You know which version of Broken Windows really does appear to work? Fixing broken windows.
The term "Broken Windows" comes from a 1982 Atlantic magazine article by criminologist George L. Kelling and political scientist James Q. Wilson. "Social psychologists and police officers tend to agree," they wrote, "that if a window in a building is broken and is left unrepaired, all the rest of the windows will soon be broken."
As empirical evidence for this assertion, Kelling and Wilson offered a clever if not exactly dispositive late-1960s experiment by Stanford University psychologist Philip Zimbardo, who arranged to park one car with the hood up and no license plate on a street in the impoverished New York City borough of the Bronx, and another on a street in affluent Palo Alto, Calif. Thieves and vandals attacked the Bronx car and stripped it of everything of value in 24 hours, while the one in Palo Alto sat untouched for more than a week. Then Zimbardo smashed it in a few places with a sledgehammer. Within a few hours, locals had torn the car apart and turned it upside down.

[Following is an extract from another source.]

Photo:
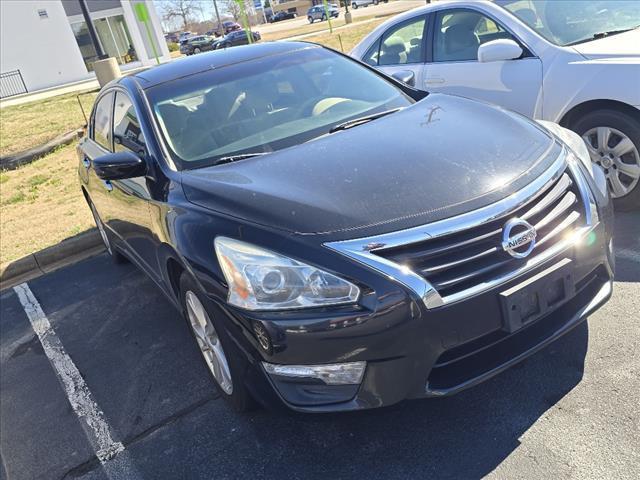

Kelling and Wilson's article was mainly about police tactics, though, and what they saw as the need for police to return to their traditional role of maintaining order rather than just trying to solve crimes. Kelling had studied an experiment with police foot patrols in Newark, N.J., that had not succeeded in reducing crime but had left residents of foot-patrolled areas feeling safer and more favorably disposed to the police. He and Wilson argued that such efforts to ensure public order were of value even if they didn't bring immediate crime declines.
The rest is history. In 1989, Kelling was asked by the chairman of the Metropolitan Transit Authority in New York City for advice on combating subway crime. Kelling and the new chief of the transit police, William Bratton, hired in 1990, targeted disorder on the trains and in stations, cracking down on panhandlers and turnstile-jumpers, among other things. The experiment was seen as a great success, newly elected Mayor Rudy Giuliani put Bratton in charge of the entire New York Police Department in 1994, and crime plummeted citywide.
At least, that's how Bratton and Kelling tell it; there's a compelling two-part episode of the podcast "Reply All" from last year that gives most of the credit to transit police officer turned deputy police commissioner Jack Maple, whose CompStat crime-tracking system enabled the police to better identify trends and crime hot spots that they needed to target. Bratton comes off fine in this account, but Giuliani does not. According to "Reply All's" P.J. Vogt, the mayor kept pushing Maple for more arrests of minor wrongdoers even as crime rates fell. Maple resisted, and in 1996 both he and Bratton left the department.
Maple died in 2001; Bratton returned to run the NYPD from 2014 to 2016, and has continued to espouse his version of Broken Windows.